Subsequently, the third term is calculated in the same manner as the first and second terms, and stored in the register 30. The adder/subtracter 34 calculates "A+B" in accordance with the content of the register 30 and the cumulative added value up to the second term supplied from the register 44, and transmits an output to the register 44. The fourth term is calculated in the same manner, and added to the added value up to the third term, then the result is returned to RAM 20. Thereafter, the second equation of the equation (5) is calculated in the same manner as the first equation. In the calculation of the second equation, the second term transmitted to the input terminal A corresponds to the subtraction from the first term supplied to the input terminal B, and the adder/subtracter 34 performs "B-A".
The structure and operation of the conventional IMDCT circuit have been described above. As described above, since the IMDCT arithmetic operation and the MDCT arithmetic operation have common parts, the conventional MDCT circuit structure is substantially the same as that of the IMDCT circuit shown in FIG. 2, and its operation is substantially the same as the aforementioned operation.

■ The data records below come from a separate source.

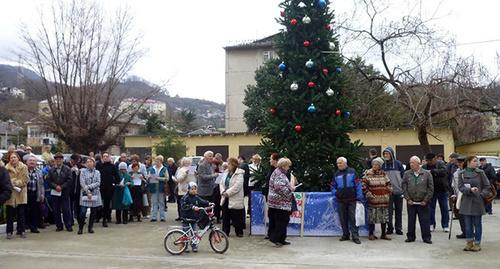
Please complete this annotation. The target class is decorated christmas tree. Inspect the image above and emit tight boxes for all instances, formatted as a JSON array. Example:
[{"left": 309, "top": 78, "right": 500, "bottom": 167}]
[{"left": 256, "top": 0, "right": 360, "bottom": 191}]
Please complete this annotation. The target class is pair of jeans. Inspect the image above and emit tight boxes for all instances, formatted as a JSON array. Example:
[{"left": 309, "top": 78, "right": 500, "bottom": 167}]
[
  {"left": 151, "top": 192, "right": 165, "bottom": 220},
  {"left": 177, "top": 195, "right": 184, "bottom": 219},
  {"left": 484, "top": 203, "right": 493, "bottom": 214},
  {"left": 406, "top": 205, "right": 431, "bottom": 240},
  {"left": 368, "top": 223, "right": 387, "bottom": 236},
  {"left": 337, "top": 201, "right": 359, "bottom": 240},
  {"left": 78, "top": 206, "right": 97, "bottom": 231},
  {"left": 52, "top": 194, "right": 73, "bottom": 229},
  {"left": 222, "top": 198, "right": 245, "bottom": 236},
  {"left": 268, "top": 208, "right": 290, "bottom": 243},
  {"left": 429, "top": 192, "right": 450, "bottom": 229},
  {"left": 387, "top": 194, "right": 403, "bottom": 233},
  {"left": 26, "top": 191, "right": 41, "bottom": 231},
  {"left": 463, "top": 215, "right": 483, "bottom": 244},
  {"left": 6, "top": 204, "right": 26, "bottom": 234}
]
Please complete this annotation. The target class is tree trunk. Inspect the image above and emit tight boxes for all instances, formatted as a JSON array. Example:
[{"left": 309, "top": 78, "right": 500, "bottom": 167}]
[{"left": 417, "top": 124, "right": 431, "bottom": 154}]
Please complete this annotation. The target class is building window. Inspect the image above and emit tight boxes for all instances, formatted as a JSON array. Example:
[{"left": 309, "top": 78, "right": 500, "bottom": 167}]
[
  {"left": 263, "top": 50, "right": 273, "bottom": 62},
  {"left": 30, "top": 127, "right": 41, "bottom": 137}
]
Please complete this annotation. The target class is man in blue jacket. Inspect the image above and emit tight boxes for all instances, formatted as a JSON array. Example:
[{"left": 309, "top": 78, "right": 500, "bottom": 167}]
[
  {"left": 332, "top": 157, "right": 364, "bottom": 244},
  {"left": 382, "top": 147, "right": 405, "bottom": 235}
]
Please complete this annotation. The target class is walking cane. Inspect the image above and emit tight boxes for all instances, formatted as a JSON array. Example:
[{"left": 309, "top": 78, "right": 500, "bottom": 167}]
[{"left": 448, "top": 200, "right": 456, "bottom": 240}]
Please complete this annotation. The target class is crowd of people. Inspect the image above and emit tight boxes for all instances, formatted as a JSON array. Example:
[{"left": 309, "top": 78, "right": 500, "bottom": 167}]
[
  {"left": 0, "top": 143, "right": 500, "bottom": 251},
  {"left": 0, "top": 147, "right": 260, "bottom": 242}
]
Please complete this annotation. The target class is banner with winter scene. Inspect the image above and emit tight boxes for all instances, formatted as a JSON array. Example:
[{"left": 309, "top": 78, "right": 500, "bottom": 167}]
[{"left": 251, "top": 191, "right": 368, "bottom": 236}]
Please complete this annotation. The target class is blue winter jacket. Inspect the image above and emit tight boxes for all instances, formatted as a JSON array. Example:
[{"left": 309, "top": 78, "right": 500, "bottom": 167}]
[
  {"left": 148, "top": 166, "right": 168, "bottom": 193},
  {"left": 382, "top": 147, "right": 405, "bottom": 195},
  {"left": 332, "top": 167, "right": 364, "bottom": 203}
]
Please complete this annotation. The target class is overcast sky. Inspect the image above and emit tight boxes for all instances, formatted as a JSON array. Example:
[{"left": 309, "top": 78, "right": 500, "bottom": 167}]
[{"left": 0, "top": 0, "right": 500, "bottom": 103}]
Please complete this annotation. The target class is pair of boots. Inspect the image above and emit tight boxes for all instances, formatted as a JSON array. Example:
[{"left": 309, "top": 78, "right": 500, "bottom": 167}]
[
  {"left": 464, "top": 240, "right": 481, "bottom": 252},
  {"left": 78, "top": 209, "right": 95, "bottom": 234},
  {"left": 116, "top": 209, "right": 128, "bottom": 224}
]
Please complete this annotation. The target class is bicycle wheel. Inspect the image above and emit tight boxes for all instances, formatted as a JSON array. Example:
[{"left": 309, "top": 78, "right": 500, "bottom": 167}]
[
  {"left": 163, "top": 230, "right": 190, "bottom": 255},
  {"left": 208, "top": 230, "right": 229, "bottom": 254}
]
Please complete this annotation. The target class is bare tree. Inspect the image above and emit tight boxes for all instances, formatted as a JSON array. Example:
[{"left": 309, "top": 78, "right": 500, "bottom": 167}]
[
  {"left": 20, "top": 0, "right": 162, "bottom": 153},
  {"left": 340, "top": 0, "right": 500, "bottom": 153}
]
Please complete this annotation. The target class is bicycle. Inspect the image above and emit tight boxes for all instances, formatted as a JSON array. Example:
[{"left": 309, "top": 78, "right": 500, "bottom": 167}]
[{"left": 163, "top": 206, "right": 229, "bottom": 255}]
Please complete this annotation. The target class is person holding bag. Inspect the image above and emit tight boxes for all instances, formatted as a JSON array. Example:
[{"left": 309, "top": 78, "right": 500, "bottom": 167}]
[
  {"left": 362, "top": 157, "right": 392, "bottom": 240},
  {"left": 402, "top": 156, "right": 434, "bottom": 244},
  {"left": 148, "top": 155, "right": 169, "bottom": 222},
  {"left": 129, "top": 162, "right": 146, "bottom": 222},
  {"left": 332, "top": 157, "right": 364, "bottom": 244},
  {"left": 267, "top": 158, "right": 295, "bottom": 247},
  {"left": 113, "top": 162, "right": 134, "bottom": 224},
  {"left": 450, "top": 156, "right": 467, "bottom": 239},
  {"left": 219, "top": 158, "right": 245, "bottom": 237},
  {"left": 458, "top": 156, "right": 490, "bottom": 252},
  {"left": 78, "top": 158, "right": 102, "bottom": 234},
  {"left": 175, "top": 157, "right": 196, "bottom": 221}
]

As described above, MDCT and IMDCT arithmetic operation results in each stage are stored in RAM 20, and read for use in the next-stage arithmetic operation. Since the number of arithmetic operation stages is large and the number of data handled in the digital voice recording/reproducing device or the like is also large, the frequency of access to RAM 20 is increased. This also increases the power consumption for the operation of RAM 20. Therefore, a disadvantage is caused that the operation time is shortened in a device, e.g., a portable MD system using a battery as a power source.
Additionally, in some applications, there may be a demand for increase in the number of voice samples per unit time. In this case, there is a possibility that the number of samples is; limited by the fact that the increasing amount of MDCT arithmetic operation must be processed within the unit time.